The senators noted that while the U.S. co-founded the UN “with the intention of saving future generations from war,” today many member states and agencies “are using the U.N.’s privileged platform to advance an anti-Israel agenda.”
“Although, as Republicans and Democrats, we disagree on many issues, we are united in our desire to see the United Nations improve its treatment of Israel and eliminate anti-Semitism in all its forms,” they stressed.
The lawmakers praised UN Secretary-General António Guterres for insisting that the UN Economic and Social Commission for Western Asia (ESCWA), a body comprised of 18 Arab states, rescind a controversial anti-Israel report it issued last month. They specifically proposed four areas for UN reform regarding Israel:
• Eliminating or reforming U.N. Committees “which far too often serve no other purpose than to attack Israel
• Stopping the United Nations Educational, Scientific and Cultural Organization (UNESCO) from approving resolutions that “target Israel and deny the Jewish and Christian connections to Jerusalem. Such resolutions “undermine the credibility of the organization.”

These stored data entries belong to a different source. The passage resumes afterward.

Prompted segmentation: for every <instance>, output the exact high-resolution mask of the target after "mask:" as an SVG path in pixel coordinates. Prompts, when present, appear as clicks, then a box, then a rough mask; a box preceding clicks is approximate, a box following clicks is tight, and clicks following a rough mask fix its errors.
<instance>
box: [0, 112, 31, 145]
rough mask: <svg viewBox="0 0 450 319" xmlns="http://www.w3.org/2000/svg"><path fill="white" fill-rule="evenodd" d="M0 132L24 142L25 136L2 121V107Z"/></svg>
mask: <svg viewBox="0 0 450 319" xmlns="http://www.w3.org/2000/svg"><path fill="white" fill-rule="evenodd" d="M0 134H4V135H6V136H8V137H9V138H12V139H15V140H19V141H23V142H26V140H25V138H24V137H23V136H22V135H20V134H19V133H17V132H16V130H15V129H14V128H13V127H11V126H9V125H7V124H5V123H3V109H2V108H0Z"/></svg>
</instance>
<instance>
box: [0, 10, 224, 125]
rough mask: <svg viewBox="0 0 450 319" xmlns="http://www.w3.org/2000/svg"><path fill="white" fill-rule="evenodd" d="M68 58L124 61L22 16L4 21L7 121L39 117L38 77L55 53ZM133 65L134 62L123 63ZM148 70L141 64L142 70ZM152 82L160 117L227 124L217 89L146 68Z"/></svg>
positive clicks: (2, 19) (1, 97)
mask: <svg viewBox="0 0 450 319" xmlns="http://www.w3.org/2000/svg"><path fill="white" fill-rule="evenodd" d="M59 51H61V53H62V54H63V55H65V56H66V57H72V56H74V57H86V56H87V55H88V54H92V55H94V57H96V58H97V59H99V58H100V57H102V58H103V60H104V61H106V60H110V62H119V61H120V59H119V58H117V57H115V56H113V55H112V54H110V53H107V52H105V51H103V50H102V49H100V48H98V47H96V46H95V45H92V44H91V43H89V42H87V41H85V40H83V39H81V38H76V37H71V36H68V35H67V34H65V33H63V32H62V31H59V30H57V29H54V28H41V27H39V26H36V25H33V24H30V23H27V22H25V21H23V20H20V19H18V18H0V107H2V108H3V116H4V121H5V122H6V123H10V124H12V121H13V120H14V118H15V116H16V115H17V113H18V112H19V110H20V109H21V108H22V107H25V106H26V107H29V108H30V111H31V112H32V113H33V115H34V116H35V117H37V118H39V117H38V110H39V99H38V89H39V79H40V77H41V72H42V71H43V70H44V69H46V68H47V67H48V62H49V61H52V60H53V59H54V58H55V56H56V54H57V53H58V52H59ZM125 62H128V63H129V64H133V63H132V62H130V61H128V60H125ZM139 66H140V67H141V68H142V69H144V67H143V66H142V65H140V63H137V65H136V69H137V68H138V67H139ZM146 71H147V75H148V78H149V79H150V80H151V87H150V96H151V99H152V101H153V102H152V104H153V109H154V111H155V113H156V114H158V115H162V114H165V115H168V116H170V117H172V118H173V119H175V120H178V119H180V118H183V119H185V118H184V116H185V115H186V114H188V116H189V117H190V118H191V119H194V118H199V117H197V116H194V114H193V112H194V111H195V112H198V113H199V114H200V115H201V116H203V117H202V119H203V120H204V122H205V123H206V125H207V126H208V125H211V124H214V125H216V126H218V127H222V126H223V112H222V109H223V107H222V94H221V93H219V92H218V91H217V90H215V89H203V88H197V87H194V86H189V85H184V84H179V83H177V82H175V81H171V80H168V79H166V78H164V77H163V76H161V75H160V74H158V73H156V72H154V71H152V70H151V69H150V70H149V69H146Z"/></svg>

• Insist that United Nations Relief and Works Agency for Palestine Refugees in the Near East (UNRWA) stop “perpetuating anti-Israel bias and activities,” or face “significant consequences.”
• Reforming the U.N. Human Rights Council (UNHRC) which instead of “shining a light on gross human rights violations” is composed of “some of the world’s worst human rights violators,” and “devotes time to unwarranted attacks on Israel.” The letter quoted remarks made in March by U.S. Depute Assistant Secretary of State Erin Barclay, who told the council that its “obsession with Israel … is the largest threat to the Council’s credibility.”
Noting that the U.S. is both the UN’s “principal founding member and its largest contributor,” the senators urged Washington to “insist on reform.” The “continued targeting of Israel by the U.N. Human Rights Council and other U.N. entities is unacceptable,” they stressed.
“If you continue to build on your recent actions, we stand ready to work with you to eliminate the organization’s anti-Israel bias and to fight anti-Semitism in all its forms,” the lawmakers concluded.
Washington’s ambassador to the UN Nikki Haley said February that the U.S. “will not turn a blind eye” to the UN’s anti-Israel bias. When she took over the presidency of the UN Security Council earlier this month, Haley told Fox News that the body had been bashing Israel “every single month for ten years.”
In addition to disavowing the ECOWAS report, Guterres on Sunday pledged to be “on the front lines in the fight against anti-Semitism” and acknowledged that “the modern form of anti-Semitism is the denial of the existence of the State of Israel.”
In line with the Senate letter, Guterres said in January that Israel should be treated as any other nation by the UN General Assembly, which adopted 20 resolutions against the Jewish state in 2016 and only six on the rest of the world combined.
In December, then-Secretary-General Ban Ki-moon acknowledged his organization’s bias against Israel, saying, “Decades of political maneuvering have created a disproportionate number of resolutions, reports and committees against Israel.” Ban also criticized the UNHRC’s singular focus on Israel shortly after assuming his post in 2007, saying that he was “disappointed at the council’s decision to single out only one specific regional item, given the range and scope of allegations of human rights violations throughout the world.”
The Associated Press reported in June that Israel is the only country in the world that “has its record inspected at every single session of the United Nations Human Rights Council.” The AP added that one of the driving forces behind the UN’s focus on Israel is the influential Organization for Islamic Cooperation, which often spearheads the push for anti-Israel resolutions.